1.  Sampling – Twitter has a ton of data, with daily usage of around 10%.  Sample size isn’t the issue here as there is plenty of data, but rather the people who use Twitter are a very specific set of people.  Even if you correct for demographics, the psychographic of people who want to share their opinion publicly and regularly (far more people have heard of Twitter than actually use it) is way too unique to generalize to the average person, in the same way that surveys of landline users cannot be used to predict what psychographically distinct cellphone users think.

2. Domain Comprehensiveness – The opinions that people share on Twitter are biased by the medium, such that they do not represent the spectrum of things many people care about.  There are tons of opinions on entertainment, pop culture, and links that people want to promote, since they are easy to share quickly, but very little information on people’s important life goals or the qualities we admire most in a person or anything where people’s opinions are likely to be more nuanced.  Even where we have opinions in those domains, they are likely to be skewed by the 140 character limit.

Twitter (and by extension, companies that use their data like Topsy and DataSift) has a treasure trove of information, but people working on next generation recommendations and semantic search should realize that it is a small part of the overall puzzle given the above limitations.  The volume of information gives you a very precise measure of a very specific group of people’s opinions about very specific things, leaving out the vast majority of people’s opinions about the vast majority of things.  When you add in the bias introduced by analyzing 140 character natural language, there is a great deal of variance in recommendations that likely will have to be provided by other sources.

At Ranker, we have similar sampling issues, in that we collect much of our data at Ranker.com, but we are actively broadening our reach through our widget program, that now collects data on thousands of partner sites.  Our ranked list methodology certainly has bias too, which we attempt to mitigate that through combining voting and ranking data.  The key is not in the volume of data, but rather in the diversity of data, which helps mitigate the bias inherent in any particular sampling/data collection method.

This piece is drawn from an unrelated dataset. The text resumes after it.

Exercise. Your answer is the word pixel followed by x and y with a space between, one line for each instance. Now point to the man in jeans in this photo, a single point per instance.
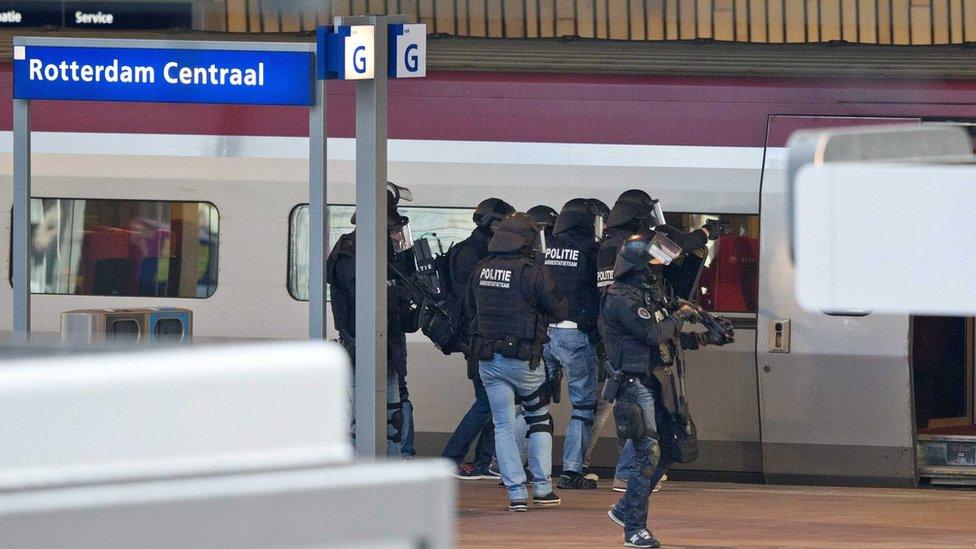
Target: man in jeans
pixel 571 256
pixel 513 298
pixel 476 423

Similarly, people using Twitter data would do well to consider issues of data diversity and not be blinded by large numbers of users and data points.  Certainly Twitter is bound to be a part of understanding consumer opinions, but the size of the dataset alone will not guarantee that it will be a central part.  Given these issues, either Twitter will start to diversify the ways that it collects consumer sentiment data or the best semantic search algorithms will eventually use Twitter data as but one narrowly targeted input of many.

– Ravi Iyer